Now I am not Isaiah. And I am certainly not St. Peter (I don’t even know how to fish!). But I am a man of unclean lips and unclean heart, and just like God used Isaiah and St. Peter to do great things because of their willingness to say yes to his call, I am humbled that God has also chosen me to do much smaller things for the glory of his kingdom.
And that’s the message I want to convey to you all today. You are not Isaiah. You are not St. Peter. But that doesn’t mean God is not calling you to labor in his vineyard. Most of Jesus’ disciples were not called to be Apostles, but that doesn’t mean they were not called. It doesn’t mean they didn’t have a role to play in building up the Body of Christ. Jesus told Simon, “I will make you a fisher of men.” Jesus told the rich young man to sell everything he had and give it to the poor. Jesus told the man he delivered from demonic possession to go back to his family and tell them what God had done for them.

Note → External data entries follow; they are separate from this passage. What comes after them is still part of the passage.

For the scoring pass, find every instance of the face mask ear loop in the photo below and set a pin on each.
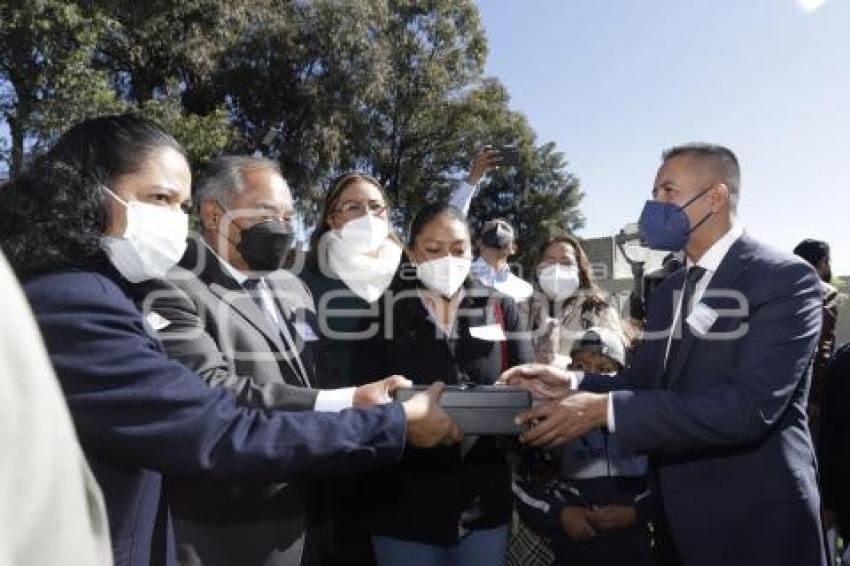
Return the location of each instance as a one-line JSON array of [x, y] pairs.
[[701, 222]]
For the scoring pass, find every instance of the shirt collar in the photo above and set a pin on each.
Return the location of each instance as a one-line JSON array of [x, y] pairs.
[[711, 259], [234, 273]]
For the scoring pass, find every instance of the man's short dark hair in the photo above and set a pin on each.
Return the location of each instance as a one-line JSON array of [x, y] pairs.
[[722, 160], [813, 251]]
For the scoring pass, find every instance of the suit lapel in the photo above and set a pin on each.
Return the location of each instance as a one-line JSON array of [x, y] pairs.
[[730, 270]]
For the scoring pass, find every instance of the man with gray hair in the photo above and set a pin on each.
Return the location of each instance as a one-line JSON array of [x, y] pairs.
[[231, 314]]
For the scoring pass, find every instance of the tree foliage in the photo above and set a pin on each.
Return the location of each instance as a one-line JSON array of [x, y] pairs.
[[393, 87]]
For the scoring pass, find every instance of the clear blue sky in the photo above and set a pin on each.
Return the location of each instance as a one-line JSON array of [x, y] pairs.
[[613, 82]]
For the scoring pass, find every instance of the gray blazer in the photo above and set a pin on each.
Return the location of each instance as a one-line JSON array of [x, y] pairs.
[[207, 321]]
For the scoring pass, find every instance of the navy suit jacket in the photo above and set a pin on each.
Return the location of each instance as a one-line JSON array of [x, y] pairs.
[[728, 437], [140, 416]]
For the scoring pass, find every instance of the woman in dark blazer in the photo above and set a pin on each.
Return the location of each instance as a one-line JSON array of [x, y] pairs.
[[98, 213], [453, 505]]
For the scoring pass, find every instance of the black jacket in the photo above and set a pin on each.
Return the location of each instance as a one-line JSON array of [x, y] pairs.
[[436, 496]]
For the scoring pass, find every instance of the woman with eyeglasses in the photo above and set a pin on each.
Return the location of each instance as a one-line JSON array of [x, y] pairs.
[[451, 507], [566, 302], [96, 215], [354, 256]]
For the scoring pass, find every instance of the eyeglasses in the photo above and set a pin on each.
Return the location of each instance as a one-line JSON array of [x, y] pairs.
[[359, 208]]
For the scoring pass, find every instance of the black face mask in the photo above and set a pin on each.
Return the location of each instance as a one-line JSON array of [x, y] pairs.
[[497, 237], [264, 246]]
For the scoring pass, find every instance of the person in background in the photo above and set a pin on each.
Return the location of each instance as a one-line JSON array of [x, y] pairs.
[[229, 313], [588, 500], [101, 211], [816, 252], [834, 444], [354, 257], [567, 302], [51, 509], [496, 244], [452, 506]]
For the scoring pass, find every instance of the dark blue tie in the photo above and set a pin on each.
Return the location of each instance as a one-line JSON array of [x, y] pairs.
[[695, 273]]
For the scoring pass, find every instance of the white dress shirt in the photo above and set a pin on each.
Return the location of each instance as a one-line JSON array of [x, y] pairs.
[[327, 400], [710, 261]]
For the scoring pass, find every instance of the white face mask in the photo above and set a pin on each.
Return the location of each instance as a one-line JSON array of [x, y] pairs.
[[559, 281], [365, 234], [152, 243], [444, 275]]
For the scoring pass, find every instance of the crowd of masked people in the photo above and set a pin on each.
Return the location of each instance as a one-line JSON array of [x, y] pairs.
[[233, 401]]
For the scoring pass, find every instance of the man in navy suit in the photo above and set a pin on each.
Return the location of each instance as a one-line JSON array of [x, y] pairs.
[[716, 394]]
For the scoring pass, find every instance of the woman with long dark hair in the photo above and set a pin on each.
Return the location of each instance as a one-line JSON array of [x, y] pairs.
[[451, 506], [566, 303], [354, 256]]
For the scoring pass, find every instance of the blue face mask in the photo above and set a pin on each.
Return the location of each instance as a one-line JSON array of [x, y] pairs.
[[665, 226]]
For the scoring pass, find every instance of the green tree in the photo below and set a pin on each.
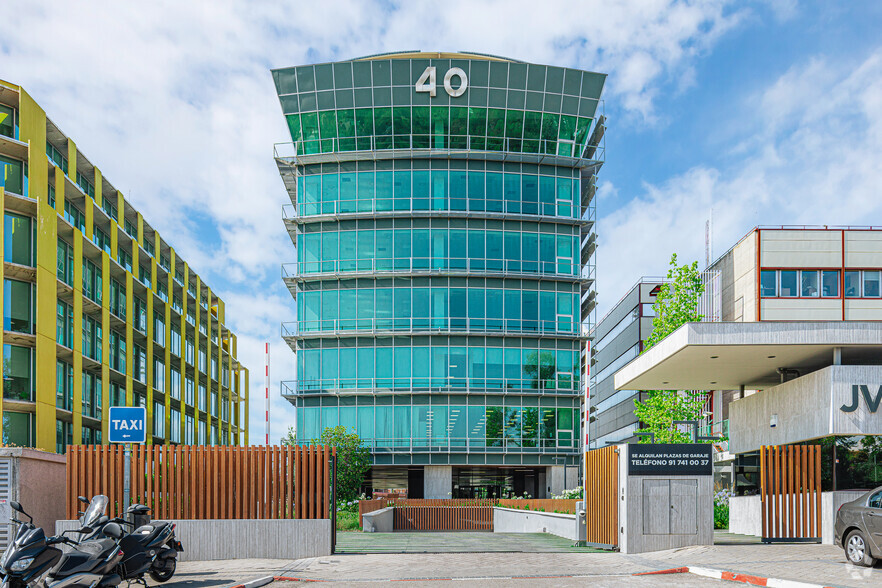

They all had different callings, but they were all called by Christ. It is very unlikely that anyone at this Mass today will be a bishop or a cardinal. But that doesn’t mean you are not being called to build up the Body of Christ in your own unique way.
The Church teaches that we all have a universal call to holiness. We are all called to be like God. That means we are all called to love, to give ourselves in some way for the good of others. We are all called to carry our cross and follow Jesus. In fact Christ says we are to do this daily. That means every day we have a new opportunity to tell the Lord, “Here I am, send me.”
That’s really all that’s expected of us: to show up ready to do the Lord’s work. You don’t have to know ahead of time what that work will be. You just have to say, “Here I am, send me.” I meet with students frequently who are trying to figure out what God might be calling them to do with their lives: do I marry, do I become a priest, do I enter religious life? The key to vocational discernment is not to try to figure out on our own exactly what God wants us to do. We don’t need to do that. Your life’s purpose is not a puzzle to be solved. Jesus tells us what he wants us to do — love one another as I have loved you. Start by doing that, and see where it leads.
The key to vocational discernment is simply to put yourself at the service of God every day: to be faithful to the commandments, and to say every day to God, “Here I am. What do you want me to do today, Lord?” And then trust that when it comes to your life and its purpose, God knows exactly what he’s about, and the same God who gave you your gifts, talents, limitations and weaknesses, also knows how best to use them in the service of his kingdom.
Put yourself at God’s disposal. If you are open to saying yes to God and trust in God to guide you along the way, whether that means entering the seminary, exploring consecrated religious life, joining the choir or volunteering at the food pantry, I can’t tell you where that path will lead. We all have different roles to play in building up the Church. But I can tell you that if you practice saying yes to God, then he will lead you exactly where wants you to be, and ultimately that will be the road that will lead you to heaven — and you’ll be helping others get there along the way. That is the mission of the Church, and we all have a part to play in it.